The Nobel Prize award ceremony, Stockholm, 2007.
The Nobel Prize award ceremony, Stockholm, 2007. Image: nobelprize.org

Once a year, the Nobel Prize in physics triggers a burst of science news coverage in the media, giving some decades-old invention or discovery more than its 15 minutes’ due on a channel, paper or portal that might have otherwise never bothered about it. Despite its abundant quirks, the prize, the consequent celebration and the subsequent snubs do make for good news.

But this year’s prize may have been a little different. It was awarded to the inventors of the blue-light-emitting diodes (blue LEDs). LEDs that emit the two other primary colors, green and red, were easier to produce. The higher frequency blue emitter proved to be the stumbling block before this year’s Japanese and American Laureates succeeded in the late 1980s. By combining the three colors, the white LED emerged and became the device to, as the Nobel Prize Committee is only too happy to proclaim, power the 21st century.

The reason it’s different is because it draws attention to an arguably understated engineering development. The Nobel Prize Committee has not had any a perceptible bias toward or against engineering, specifically materials science. The 2000, 2001, 2003, 2007, 2009 and 2010 physics prizes, to choose from the last decade, lauded accomplishments in engineering/materials science. However, unlike this year’s recipient, those accomplishments became very popular and entered mainstream public consciousness by the time their significance had been recognized for a Nobel Prize. In fact, that has been the attitude of most prize-winning discoveries: scientifically significant as well as being novelty heavyweights.

In contrast, this year’s prize was more for the achievement of synthesizing gallium-nitride (GaN), the compound semiconductor at the heart of blue LEDs and whose success story hasn’t quite been one for the romantic science books. It’s possible that it could be the blue LED – or LEDs for that matter – didn’t need romanticization, that the pursuit for it has already been justified to the common man by giving him a cheap, “energy-saving” light-bulb. It could be its technology was so sought-after that it was only too successful in transcending the boundaries between discovery and mass utilization.

Since it was first awarded in 1901, the Nobel Prize in physics has recognized 114 discoveries (75%) and but only 39 inventions (25%; including blue LEDs)*. On the other hand, this century has seen a higher incidence of inventors among Laureates as well as recognizes more and more recent inventions. The blue LEDs (2014) emerged in the late 1980s; Wineland and Haroche’s particle-manipulators (2012) were used in the late 1980s; graphene (2010) was first produced in 2003; the CCD sensor (2009) was invented in 1969; the frequency comb (2005) was perfected in the 1990s; the achievement of Bose-Einstein condensates (2001) was in 1995; and so forth.

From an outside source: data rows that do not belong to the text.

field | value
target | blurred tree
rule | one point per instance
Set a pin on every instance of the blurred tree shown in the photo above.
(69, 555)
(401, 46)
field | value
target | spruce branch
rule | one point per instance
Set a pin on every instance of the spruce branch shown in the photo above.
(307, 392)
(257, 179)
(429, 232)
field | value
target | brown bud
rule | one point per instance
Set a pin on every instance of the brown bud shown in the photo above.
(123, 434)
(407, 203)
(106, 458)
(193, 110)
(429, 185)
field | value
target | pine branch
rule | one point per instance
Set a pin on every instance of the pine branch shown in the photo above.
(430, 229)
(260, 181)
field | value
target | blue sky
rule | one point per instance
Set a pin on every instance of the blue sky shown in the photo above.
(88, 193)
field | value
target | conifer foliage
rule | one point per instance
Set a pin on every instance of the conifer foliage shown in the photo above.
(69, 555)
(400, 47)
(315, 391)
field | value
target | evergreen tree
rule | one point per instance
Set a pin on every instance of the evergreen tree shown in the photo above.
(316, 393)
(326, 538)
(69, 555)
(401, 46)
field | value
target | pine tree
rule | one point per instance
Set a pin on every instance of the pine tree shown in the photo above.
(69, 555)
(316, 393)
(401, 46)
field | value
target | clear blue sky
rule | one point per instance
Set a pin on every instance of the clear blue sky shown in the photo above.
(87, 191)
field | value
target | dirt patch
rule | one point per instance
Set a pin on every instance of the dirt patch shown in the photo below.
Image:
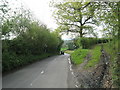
(97, 77)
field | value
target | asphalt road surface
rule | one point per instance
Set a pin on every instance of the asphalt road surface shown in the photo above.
(52, 72)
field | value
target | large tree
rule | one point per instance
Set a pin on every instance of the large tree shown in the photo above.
(76, 17)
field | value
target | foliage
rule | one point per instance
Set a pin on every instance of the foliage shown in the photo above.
(87, 43)
(95, 53)
(69, 51)
(76, 17)
(79, 55)
(26, 40)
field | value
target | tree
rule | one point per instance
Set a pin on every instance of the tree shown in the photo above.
(76, 17)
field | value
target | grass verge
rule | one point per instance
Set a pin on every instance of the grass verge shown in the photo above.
(79, 55)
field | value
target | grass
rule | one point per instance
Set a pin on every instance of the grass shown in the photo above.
(69, 51)
(79, 55)
(112, 49)
(95, 56)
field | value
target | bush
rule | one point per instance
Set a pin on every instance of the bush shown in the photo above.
(87, 43)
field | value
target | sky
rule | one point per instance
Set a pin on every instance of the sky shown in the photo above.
(43, 12)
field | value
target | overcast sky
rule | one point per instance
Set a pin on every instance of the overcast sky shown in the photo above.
(43, 12)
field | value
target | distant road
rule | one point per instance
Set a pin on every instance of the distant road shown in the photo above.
(52, 72)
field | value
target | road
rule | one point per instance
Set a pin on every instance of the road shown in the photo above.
(52, 72)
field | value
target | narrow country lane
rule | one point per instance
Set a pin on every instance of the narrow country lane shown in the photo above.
(48, 73)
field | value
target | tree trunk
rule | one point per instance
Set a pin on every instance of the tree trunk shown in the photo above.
(81, 34)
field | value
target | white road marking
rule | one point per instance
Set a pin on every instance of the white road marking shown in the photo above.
(76, 86)
(42, 72)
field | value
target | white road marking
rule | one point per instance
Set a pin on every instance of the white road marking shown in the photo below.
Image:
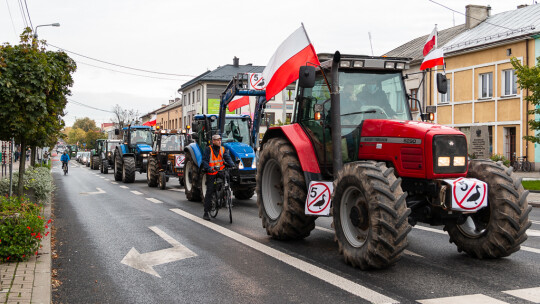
(529, 294)
(153, 200)
(525, 248)
(476, 298)
(408, 252)
(145, 261)
(322, 274)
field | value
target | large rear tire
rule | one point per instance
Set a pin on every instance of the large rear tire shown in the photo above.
(118, 168)
(152, 173)
(499, 229)
(370, 215)
(193, 193)
(128, 174)
(244, 194)
(281, 192)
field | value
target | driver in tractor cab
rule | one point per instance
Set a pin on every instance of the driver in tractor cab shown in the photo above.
(214, 161)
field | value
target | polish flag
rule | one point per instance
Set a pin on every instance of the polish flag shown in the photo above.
(436, 57)
(431, 42)
(283, 67)
(238, 102)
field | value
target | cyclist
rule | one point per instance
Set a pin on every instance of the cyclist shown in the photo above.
(214, 155)
(64, 159)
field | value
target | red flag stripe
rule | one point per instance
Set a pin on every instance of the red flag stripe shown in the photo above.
(288, 71)
(238, 103)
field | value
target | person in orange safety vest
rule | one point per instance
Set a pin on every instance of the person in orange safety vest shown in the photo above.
(214, 160)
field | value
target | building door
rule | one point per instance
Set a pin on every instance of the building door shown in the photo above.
(510, 142)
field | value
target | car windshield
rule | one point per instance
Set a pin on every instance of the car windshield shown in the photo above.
(236, 130)
(172, 142)
(141, 136)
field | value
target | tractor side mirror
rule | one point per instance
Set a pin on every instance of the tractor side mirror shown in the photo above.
(442, 83)
(306, 77)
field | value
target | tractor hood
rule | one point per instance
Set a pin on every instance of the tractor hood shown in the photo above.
(402, 128)
(143, 148)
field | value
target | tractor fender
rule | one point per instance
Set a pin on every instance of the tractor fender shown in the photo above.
(303, 146)
(195, 152)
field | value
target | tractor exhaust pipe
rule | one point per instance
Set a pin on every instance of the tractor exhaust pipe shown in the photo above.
(336, 115)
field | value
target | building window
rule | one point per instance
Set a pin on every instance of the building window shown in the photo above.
(509, 82)
(444, 98)
(486, 85)
(414, 101)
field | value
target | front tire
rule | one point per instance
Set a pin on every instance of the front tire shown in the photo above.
(128, 174)
(499, 229)
(370, 215)
(281, 192)
(118, 168)
(151, 173)
(193, 193)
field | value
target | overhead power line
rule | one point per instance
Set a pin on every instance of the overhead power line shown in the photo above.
(85, 105)
(453, 10)
(119, 65)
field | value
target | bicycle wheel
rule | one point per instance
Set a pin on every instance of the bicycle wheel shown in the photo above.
(214, 209)
(526, 166)
(229, 203)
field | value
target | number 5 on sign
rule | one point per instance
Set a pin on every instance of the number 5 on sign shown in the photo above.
(319, 198)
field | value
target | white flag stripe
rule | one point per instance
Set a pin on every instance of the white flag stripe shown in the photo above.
(296, 42)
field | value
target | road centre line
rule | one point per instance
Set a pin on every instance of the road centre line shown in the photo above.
(153, 200)
(525, 248)
(324, 275)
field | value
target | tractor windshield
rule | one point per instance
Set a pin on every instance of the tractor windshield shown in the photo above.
(236, 130)
(141, 136)
(172, 142)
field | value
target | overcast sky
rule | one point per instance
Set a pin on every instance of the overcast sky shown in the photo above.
(189, 37)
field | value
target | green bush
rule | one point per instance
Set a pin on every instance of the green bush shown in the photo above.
(500, 157)
(21, 229)
(38, 184)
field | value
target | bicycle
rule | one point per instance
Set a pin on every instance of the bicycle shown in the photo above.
(65, 167)
(222, 196)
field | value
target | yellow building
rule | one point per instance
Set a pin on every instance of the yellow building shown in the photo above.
(482, 87)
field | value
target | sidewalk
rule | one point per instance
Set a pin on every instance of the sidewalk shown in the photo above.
(30, 281)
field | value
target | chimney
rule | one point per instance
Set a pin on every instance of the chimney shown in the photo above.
(475, 14)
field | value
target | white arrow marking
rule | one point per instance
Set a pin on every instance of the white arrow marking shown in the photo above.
(100, 191)
(145, 262)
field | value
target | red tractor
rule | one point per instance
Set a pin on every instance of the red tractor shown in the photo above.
(352, 128)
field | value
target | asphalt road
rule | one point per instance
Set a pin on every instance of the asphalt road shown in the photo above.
(130, 243)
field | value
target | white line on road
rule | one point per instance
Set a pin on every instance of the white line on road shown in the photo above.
(525, 248)
(324, 275)
(529, 294)
(153, 200)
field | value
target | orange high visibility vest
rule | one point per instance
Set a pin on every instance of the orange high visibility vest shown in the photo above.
(216, 160)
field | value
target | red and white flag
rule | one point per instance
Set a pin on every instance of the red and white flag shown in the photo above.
(431, 42)
(436, 57)
(238, 102)
(283, 67)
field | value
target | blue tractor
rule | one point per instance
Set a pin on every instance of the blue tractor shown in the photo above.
(132, 155)
(236, 138)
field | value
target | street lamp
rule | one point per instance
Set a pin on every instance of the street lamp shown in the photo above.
(52, 24)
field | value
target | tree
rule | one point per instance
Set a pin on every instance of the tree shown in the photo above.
(86, 124)
(528, 78)
(33, 88)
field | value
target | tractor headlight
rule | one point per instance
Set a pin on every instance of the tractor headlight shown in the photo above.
(443, 161)
(459, 161)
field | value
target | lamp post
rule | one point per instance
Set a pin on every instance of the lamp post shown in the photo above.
(52, 24)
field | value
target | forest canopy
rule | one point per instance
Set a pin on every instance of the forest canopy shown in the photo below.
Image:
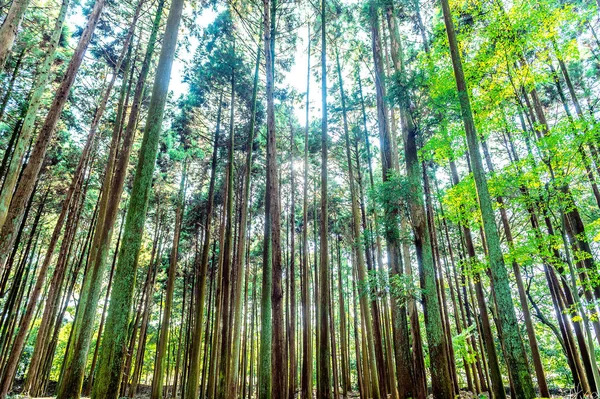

This may well be the Nobel Prize in physics Committee’s way of acknowledging the dominance of technology. It could also be our window to understanding how award-winning science of the previous century is shaping the award-winning technology of the last three decades.


*Determined based on Nobel Prize citations. For Laureates whose citations were ambiguous, such as “contributed to the development of”, etc., the nature of work was assumed to be both an invention as well as a discovery.